Going to the supermarket is at the best of times, not the best of times. They are noisy, there’s lots of people and way too much visual stimulation. It’s hard to know which is the correct aisle to find what I need and end up walking around as though in a labyrinth. I invariably forget to buy something because I’m hopeless at writing a list.
During these days of a global pandemic; with social distancing and panic buying, supermarkets are a bloody nightmare. Never has such a mundane task turned out to be so stressful. I am constantly aware of how close I am to people or they to me. I feel pressured to get in and out as fast as possible, which adds to the stress.

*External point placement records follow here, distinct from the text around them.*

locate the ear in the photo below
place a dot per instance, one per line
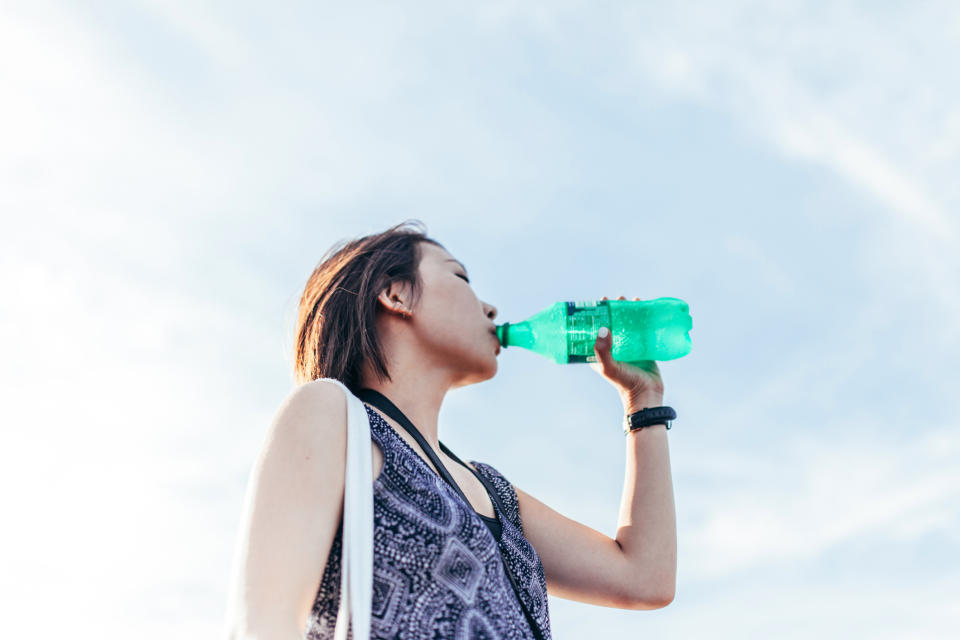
(396, 299)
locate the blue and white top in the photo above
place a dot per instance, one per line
(437, 571)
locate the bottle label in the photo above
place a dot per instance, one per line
(584, 319)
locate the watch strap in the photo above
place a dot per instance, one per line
(647, 417)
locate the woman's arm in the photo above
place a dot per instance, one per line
(292, 509)
(637, 570)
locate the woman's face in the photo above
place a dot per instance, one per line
(454, 327)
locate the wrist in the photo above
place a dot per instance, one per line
(633, 403)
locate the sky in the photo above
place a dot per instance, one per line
(171, 172)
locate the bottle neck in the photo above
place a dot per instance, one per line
(518, 334)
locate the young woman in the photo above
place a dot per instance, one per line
(459, 552)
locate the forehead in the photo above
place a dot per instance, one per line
(437, 255)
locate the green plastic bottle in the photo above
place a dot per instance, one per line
(642, 330)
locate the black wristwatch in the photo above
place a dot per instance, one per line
(647, 417)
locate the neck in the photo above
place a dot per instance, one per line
(417, 388)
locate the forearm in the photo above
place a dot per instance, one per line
(647, 524)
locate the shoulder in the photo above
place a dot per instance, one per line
(312, 414)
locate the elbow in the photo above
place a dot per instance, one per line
(654, 597)
(650, 602)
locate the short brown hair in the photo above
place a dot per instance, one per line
(336, 331)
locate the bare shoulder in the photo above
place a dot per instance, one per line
(313, 412)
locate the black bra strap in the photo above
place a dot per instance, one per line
(383, 403)
(380, 401)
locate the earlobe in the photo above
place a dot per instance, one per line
(393, 303)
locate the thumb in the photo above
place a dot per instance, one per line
(602, 348)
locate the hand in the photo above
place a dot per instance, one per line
(638, 383)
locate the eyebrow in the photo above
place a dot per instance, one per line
(461, 266)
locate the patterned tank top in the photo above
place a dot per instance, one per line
(437, 571)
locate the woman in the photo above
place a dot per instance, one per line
(459, 552)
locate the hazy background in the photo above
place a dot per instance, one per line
(171, 172)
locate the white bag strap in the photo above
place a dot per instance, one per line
(356, 567)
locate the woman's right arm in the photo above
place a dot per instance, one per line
(292, 509)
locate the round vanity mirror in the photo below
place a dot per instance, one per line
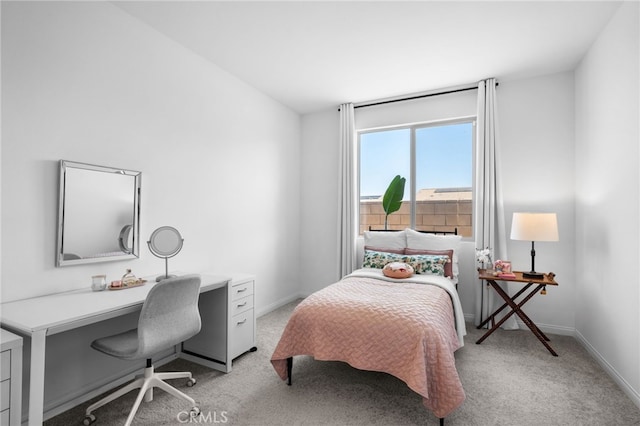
(165, 242)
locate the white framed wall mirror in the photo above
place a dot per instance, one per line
(98, 214)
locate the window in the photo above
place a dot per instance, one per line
(437, 161)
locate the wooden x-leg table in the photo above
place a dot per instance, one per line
(516, 307)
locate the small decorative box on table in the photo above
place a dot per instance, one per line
(516, 307)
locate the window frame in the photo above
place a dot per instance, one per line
(413, 127)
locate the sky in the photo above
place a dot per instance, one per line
(443, 158)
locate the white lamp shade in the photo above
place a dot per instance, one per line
(534, 227)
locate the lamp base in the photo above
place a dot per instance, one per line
(533, 274)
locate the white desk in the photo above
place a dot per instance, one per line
(40, 317)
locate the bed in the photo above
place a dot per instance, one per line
(407, 327)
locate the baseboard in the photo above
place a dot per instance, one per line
(551, 329)
(53, 408)
(278, 304)
(620, 381)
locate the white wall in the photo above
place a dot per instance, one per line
(84, 81)
(608, 192)
(537, 144)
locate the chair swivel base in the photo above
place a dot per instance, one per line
(145, 383)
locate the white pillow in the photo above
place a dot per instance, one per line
(419, 240)
(385, 239)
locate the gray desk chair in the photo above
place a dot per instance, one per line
(169, 316)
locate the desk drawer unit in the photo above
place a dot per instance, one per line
(243, 322)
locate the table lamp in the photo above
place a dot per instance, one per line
(534, 227)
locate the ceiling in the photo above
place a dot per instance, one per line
(312, 56)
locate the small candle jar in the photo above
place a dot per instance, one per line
(98, 282)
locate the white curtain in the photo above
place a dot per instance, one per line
(347, 208)
(489, 216)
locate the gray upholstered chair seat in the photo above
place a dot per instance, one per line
(168, 317)
(123, 345)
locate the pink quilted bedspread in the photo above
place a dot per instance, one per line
(404, 329)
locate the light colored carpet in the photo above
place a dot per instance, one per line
(510, 379)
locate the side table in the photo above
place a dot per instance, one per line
(540, 285)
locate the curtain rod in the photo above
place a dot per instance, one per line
(425, 95)
(410, 98)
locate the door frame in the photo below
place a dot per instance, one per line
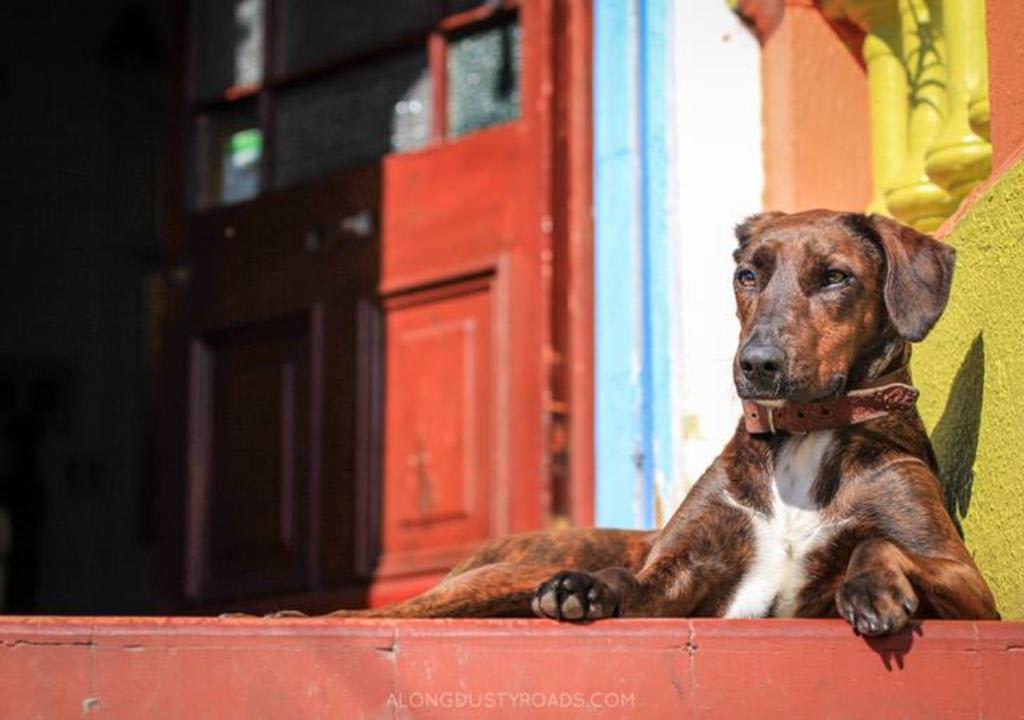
(565, 156)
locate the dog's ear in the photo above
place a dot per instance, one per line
(750, 227)
(919, 273)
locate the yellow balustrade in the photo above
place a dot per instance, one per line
(928, 84)
(978, 69)
(912, 197)
(958, 159)
(882, 52)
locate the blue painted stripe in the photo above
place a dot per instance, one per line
(617, 253)
(633, 265)
(653, 67)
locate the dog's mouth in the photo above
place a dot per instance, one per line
(788, 393)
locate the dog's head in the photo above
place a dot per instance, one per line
(824, 298)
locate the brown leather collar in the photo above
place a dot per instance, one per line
(889, 393)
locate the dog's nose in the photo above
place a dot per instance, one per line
(762, 362)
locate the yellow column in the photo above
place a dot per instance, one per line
(912, 197)
(887, 86)
(957, 159)
(978, 70)
(888, 93)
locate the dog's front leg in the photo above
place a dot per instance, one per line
(885, 585)
(612, 592)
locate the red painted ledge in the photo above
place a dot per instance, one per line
(207, 668)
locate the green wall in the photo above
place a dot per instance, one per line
(971, 374)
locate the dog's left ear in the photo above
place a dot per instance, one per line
(919, 273)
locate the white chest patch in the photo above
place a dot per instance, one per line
(783, 539)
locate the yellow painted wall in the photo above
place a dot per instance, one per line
(971, 374)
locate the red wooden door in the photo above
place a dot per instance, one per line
(365, 353)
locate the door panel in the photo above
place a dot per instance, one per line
(251, 440)
(438, 467)
(359, 358)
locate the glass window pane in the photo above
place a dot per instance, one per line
(316, 32)
(227, 151)
(483, 70)
(454, 6)
(227, 45)
(353, 117)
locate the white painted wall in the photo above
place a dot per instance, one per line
(716, 179)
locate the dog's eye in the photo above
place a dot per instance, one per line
(745, 279)
(835, 277)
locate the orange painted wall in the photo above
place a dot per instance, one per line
(817, 137)
(1006, 70)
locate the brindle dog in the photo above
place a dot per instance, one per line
(843, 520)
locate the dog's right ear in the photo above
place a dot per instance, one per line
(752, 225)
(919, 274)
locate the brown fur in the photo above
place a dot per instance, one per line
(897, 554)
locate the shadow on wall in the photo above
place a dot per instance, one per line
(955, 435)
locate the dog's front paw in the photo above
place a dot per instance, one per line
(576, 596)
(877, 602)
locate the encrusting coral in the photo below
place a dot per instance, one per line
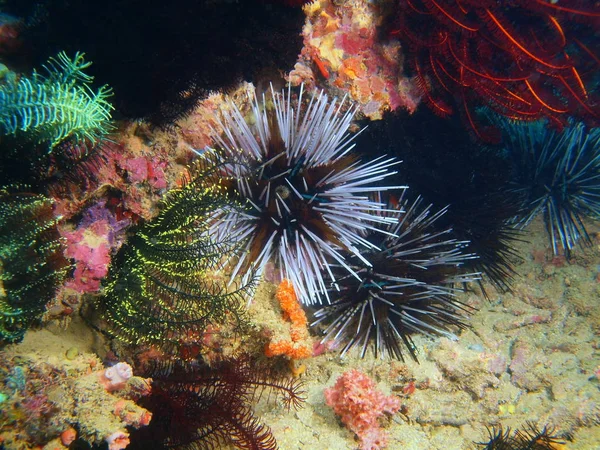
(299, 345)
(355, 398)
(164, 286)
(53, 400)
(32, 265)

Lots of posts on community Facebook pages scold people for being out shopping at all or seemingly taking their time while doing so. This is decidedly unhelpful, as not only are you worried about the person you passed in the aisle being Typhoid Mary, you are also hyper vigilant about who’s watching as look for something I need.
I’ve never wanted to cry in the supermarket before and now it seems to be a regular occurrence. One day, I teared up because I wanted garbage bags but could only find sandwich bags. Being forced to stand on a spot to maintain social distancing and seeing supermarket workers, in masks and gloves is confronting. On another occasion I walked straight back out again because it was just a bit too much.
Like most people, at times I haven’t been able to find what I need – though this has largely been inconvenient rather than urgent. It has led to a few hilarious things like a friend and I sending each other photos of successful toilet paper gathering missions. And my parents sending my sister a care pack filled with Weetbix because she couldn’t get any where she lives.
There’s some weird things too – I’m still not clear why I have to pack my own shopping bags when the person on the checkout has already touched everything. And have you ever tried picking up more than two pieces of fruit using the inside of a plastic bag – that’s a level of dexterity I’m yet to master.
I realise of course, there is a massive level of privilege in being able to go to a supermarket to buy what I need. And while much of this surreal, inconvenient and stressful, I’m not struggling to buy essential things because I still have a job in middle of the pandemic.
There are bigger questions here too, which I’m not able to fully articulate yet, about the essentials of normal life and freedom. But those thoughts will have to wait until I can go to the supermarket without planning it like a covert mission. Although, even when that happens, will just popping to the shops for a few essentials ever be the same again? Maybe not and maybe that will be a good thing.